There was one very interesting business rule, kind of a request that when a user gets recommended an episode coming from a from a podcast, right, and the user has never seen this podcast, then you should recommend him the first episode from this podcast.
This was the requirement, you know, and it was it was easy one to do, you know, but the thing is, it makes sense in some cases.
But some of the episodes are usually like they come from the same genre, but the episodes like among themselves are totally like the world for itself.
You know, so it doesn't actually make sense.
So this is how we argued.
So they were they were like, yeah, I remember there was once a summary, I guess it was performed by Spotify on broad set of podcasts and looking into their length and so on and so forth.
And they also distinguish into these two kinds of podcasts that there are.
And I guess also that Apple Podcast does this where you say, okay, you have episodic content and there's the other one I can't recall its name right now.
But basically the content that you say and put there as a very reasonable counter argument to say there is also podcasts that can be consumed in any order.
You also said cold start.
So one of the main foundational problems in recommender systems for cold start users, what are your ideas there to use or to improve the audio tech?

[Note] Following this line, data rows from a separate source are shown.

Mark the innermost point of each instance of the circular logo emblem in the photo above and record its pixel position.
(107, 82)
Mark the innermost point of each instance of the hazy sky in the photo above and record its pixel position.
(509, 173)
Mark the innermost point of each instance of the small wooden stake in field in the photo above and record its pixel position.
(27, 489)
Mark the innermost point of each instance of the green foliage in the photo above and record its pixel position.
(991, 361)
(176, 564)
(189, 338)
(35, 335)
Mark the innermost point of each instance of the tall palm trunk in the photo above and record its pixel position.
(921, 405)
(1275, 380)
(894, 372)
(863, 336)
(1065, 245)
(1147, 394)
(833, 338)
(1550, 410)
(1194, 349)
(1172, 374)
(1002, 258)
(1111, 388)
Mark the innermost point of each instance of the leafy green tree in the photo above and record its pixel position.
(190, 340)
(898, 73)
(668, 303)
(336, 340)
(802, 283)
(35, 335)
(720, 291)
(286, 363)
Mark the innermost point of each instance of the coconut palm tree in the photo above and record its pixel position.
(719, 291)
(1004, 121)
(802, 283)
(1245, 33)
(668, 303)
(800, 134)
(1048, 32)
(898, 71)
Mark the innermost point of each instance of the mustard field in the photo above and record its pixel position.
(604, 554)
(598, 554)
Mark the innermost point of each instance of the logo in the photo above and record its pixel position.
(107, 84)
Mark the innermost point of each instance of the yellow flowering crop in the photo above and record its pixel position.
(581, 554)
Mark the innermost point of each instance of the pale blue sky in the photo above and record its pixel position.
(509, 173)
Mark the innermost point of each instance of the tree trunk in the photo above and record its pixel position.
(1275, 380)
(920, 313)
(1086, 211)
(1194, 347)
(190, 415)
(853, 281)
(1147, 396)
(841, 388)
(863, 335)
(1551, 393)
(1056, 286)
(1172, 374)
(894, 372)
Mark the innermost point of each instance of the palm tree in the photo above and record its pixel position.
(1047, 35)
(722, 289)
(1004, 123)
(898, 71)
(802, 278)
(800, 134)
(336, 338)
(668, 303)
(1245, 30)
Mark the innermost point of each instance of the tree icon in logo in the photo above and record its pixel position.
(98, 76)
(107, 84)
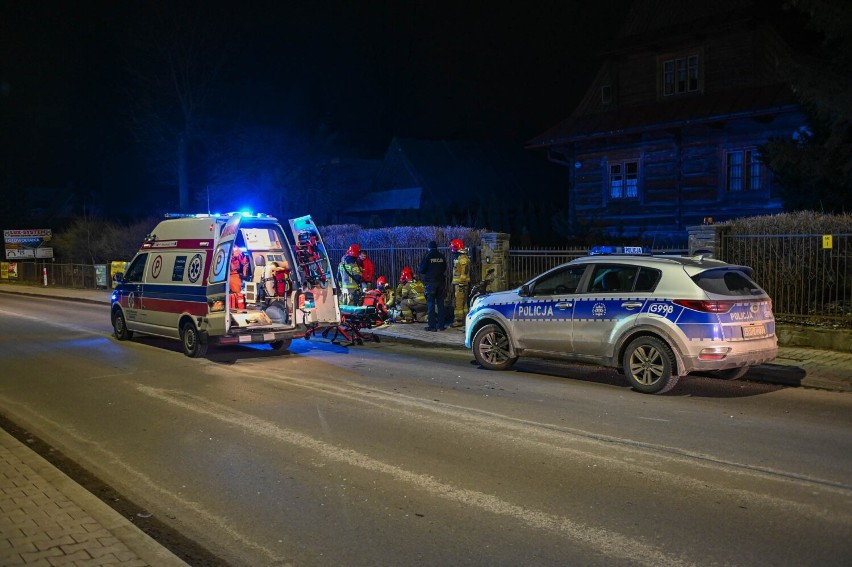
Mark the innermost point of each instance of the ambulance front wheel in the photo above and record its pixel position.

This is a definitely an area, an area of improvement.
So this section, the content based section will always be provided.
But the the personalized section is where the problem is.
If the if the user is like completely new, if he has two or one interactions, we filter it out from the data set.
This is like we are cruel.
But as I said previously, the take minimum approach is for all other users that we scan the past history to see if there if there is some more interactions that we can pull from the past and integrate with the initial data set.
These are the current approaches.
But obviously, as you have identified, there is a large area to be explored with regard to the cold user problem.
In terms of diversity, I remember having had that discussion with Rishabh in one of our previous episodes that was around discovery and diversity so that you always want to provide users with the opportunity to discover new content.
But this doesn't necessarily translate into providing diversified content.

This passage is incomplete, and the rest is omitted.